Just two weeks after Microsoft announced that it had purchased MinecraftEdu, a company specializing in using Minecraft as an educational tool, the Redmond-based company looks set to make another acquisition.

The Financial Times reports that Microsoft is in the process of finalizing a $250 million deal to acquire British software firm SwiftKey, the developers of predictive keyboards in use on over 300 million Android and iOS devices.

The keyboard uses artificial intelligence to assess a user's inputs to help it to continuously improve the quality of its next-word predictions.
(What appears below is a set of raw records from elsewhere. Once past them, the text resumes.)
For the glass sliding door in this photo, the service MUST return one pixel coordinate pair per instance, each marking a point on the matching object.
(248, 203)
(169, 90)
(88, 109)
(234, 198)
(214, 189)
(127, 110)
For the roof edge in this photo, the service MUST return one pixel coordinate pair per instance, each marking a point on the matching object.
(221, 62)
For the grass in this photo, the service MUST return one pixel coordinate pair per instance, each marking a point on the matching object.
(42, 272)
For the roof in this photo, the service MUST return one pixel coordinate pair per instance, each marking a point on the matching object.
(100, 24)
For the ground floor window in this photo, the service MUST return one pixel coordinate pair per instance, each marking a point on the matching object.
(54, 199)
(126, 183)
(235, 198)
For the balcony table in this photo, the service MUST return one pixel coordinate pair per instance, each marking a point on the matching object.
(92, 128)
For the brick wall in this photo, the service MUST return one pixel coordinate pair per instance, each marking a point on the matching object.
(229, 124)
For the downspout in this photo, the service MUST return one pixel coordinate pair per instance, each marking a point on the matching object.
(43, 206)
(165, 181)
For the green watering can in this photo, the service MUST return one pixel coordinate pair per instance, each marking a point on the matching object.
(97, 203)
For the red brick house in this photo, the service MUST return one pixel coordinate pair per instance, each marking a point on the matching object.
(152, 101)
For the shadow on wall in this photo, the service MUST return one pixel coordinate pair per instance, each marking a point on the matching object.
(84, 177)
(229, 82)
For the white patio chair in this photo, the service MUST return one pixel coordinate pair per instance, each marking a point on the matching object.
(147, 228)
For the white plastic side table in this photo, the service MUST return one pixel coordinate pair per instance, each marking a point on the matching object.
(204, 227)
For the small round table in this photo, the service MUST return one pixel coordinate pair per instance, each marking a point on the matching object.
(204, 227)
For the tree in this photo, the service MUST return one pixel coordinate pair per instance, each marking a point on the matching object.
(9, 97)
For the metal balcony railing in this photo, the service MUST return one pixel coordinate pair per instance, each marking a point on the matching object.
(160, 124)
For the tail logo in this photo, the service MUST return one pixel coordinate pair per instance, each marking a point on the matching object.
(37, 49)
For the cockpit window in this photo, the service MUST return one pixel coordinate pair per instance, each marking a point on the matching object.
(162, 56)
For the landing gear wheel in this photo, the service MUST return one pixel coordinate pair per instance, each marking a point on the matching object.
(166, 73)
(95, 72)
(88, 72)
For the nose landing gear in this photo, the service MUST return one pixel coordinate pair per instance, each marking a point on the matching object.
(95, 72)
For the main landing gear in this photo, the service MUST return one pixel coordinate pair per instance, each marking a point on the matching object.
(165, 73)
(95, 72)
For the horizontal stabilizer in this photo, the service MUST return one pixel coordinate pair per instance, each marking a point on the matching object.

A more advanced 'experimental' version has already been released, using deep-learning techniques and 'neural networks' to improve its analysis further.

Microsoft is no stranger to machine learning and artificial intelligence (AI) technologies, having made huge investments in these areas, bringing them to end-users through products such as its Cortana personal assistant, and applying them in other areas, like its Bing Prediction Engine. Last week, the company open-sourced the CNTK AI framework that it uses to power speech recognition in Cortana and its Skype Translator software.

The two companies have not yet confirmed the deal, but at first glance, it would appear to be a logical acquisition for Microsoft, which has spent huge sums buying up other software that gained a large following on rivals' mobile platforms, including the likes of calendar app Sunrise, email app Acompli, and to-do list specialist Wunderlist.

Its purchase of SwiftKey would add another major product to its portfolio of mobile software, while allowing it to acquire the underlying technology that powers it - and perhaps more importantly, the people who developed that technology too.

Source: Financial Times
Editor's note: While the headline accurately stated that the deal was believed to be worth $250 million (USD), the original version of the article itself erroneously stated this as £250 million (GBP). This has since been corrected.